Alternatively, I need to get my info bank up to where it needs to be to be successful on the rest of my rotations, and that is worth taking a bit of time. I want to do well. I want to be a PA. I want this very badly, and I’m willing to work towards that until I die basically.
le sigh
I’m just... frustrated. I talked with the fam and apparently they knew this whole time that I had issues and that I tried to seek help in the past, and decided to just not mention this till now. So young me, sneaking around and getting meds and trying desperately not to let on that something is wrong, and my parents just... let that go on. No support, no help, no talk about ‘we are here for you’ yadda yadda
but now that it’s out in the open, they are so supportive -.- Like, obviously they don’t really understand the depth of how I feel or how long this has been going on, but my dad (not very good at being empathetic) has called me like twice today while he’s at work ‘in case I wanted to talk’ and offered to drive up to give me a hug and all that.
I appreciate the offer, I do, because DAMN DO I NEED A HUG RN. But a part of me is like ‘wtf dude, where was this when I was 14? when you could have made a difference?’
I just.... don’t understand how a parent can look at their child and not see the suffering. I always just assumed they did and ignored it because that’s what my family does, we ignore important things and talk about poop at inappropriate times instead. And part of me feels validated in that now.

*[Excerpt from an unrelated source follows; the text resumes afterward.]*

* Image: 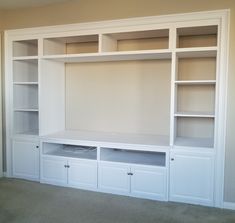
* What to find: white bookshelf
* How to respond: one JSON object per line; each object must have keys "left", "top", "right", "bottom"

You knew, you knew I was trying to get help and you said nothing. You’re an adult, I was 14! a 14 year old does not know what she’s doing as far as asking for mental health help. you couldn’t have thought of a way to bring it up back then? see if everything was ok? wtf? wtf dad.

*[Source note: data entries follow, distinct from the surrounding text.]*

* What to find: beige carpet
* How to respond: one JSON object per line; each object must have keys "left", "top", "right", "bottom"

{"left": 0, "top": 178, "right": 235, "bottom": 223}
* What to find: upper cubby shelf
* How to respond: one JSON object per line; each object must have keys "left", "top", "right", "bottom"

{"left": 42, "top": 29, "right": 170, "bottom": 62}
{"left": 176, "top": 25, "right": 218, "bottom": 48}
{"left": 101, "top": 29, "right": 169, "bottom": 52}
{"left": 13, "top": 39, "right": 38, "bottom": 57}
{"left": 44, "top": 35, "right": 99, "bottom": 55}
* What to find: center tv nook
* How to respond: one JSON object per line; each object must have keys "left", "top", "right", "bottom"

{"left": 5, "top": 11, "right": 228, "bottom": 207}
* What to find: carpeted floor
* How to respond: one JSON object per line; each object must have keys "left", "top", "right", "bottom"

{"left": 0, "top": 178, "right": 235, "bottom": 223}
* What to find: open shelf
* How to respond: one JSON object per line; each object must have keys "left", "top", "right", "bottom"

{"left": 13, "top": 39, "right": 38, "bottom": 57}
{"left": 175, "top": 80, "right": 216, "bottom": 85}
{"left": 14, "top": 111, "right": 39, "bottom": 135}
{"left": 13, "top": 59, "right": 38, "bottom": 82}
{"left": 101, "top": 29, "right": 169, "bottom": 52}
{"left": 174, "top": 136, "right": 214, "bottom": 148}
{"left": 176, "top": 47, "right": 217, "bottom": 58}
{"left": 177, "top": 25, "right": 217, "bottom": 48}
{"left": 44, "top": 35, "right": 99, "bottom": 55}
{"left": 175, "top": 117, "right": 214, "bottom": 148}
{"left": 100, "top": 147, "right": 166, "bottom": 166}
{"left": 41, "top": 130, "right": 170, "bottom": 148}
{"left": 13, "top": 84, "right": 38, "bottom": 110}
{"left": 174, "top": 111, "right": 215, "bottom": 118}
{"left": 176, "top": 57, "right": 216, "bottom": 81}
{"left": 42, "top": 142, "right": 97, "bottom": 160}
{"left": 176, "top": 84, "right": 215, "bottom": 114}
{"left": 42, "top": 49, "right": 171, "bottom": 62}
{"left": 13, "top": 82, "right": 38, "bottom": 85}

I have a lot of feelings right now, most of them not good ones.
And I’m so fucking scared about what comes next, like never has the thought ‘what’s gonna happen to me’ ever been a good thought to have in any context ever, and it’s absolutely terrifying to be in that head space. Especially after working this hard to be where I am, and looking back and realizing there is nothing there.
If I drop out, I will be in debt until I die, there is no way I can pay back my loans unless I finish, so... I’m really really past the point of no return.
There is only one door to take, and idk if I can open it if we are being completely honest. I’m obviously going to try, and keep trying, but like... the well runs dry eventually.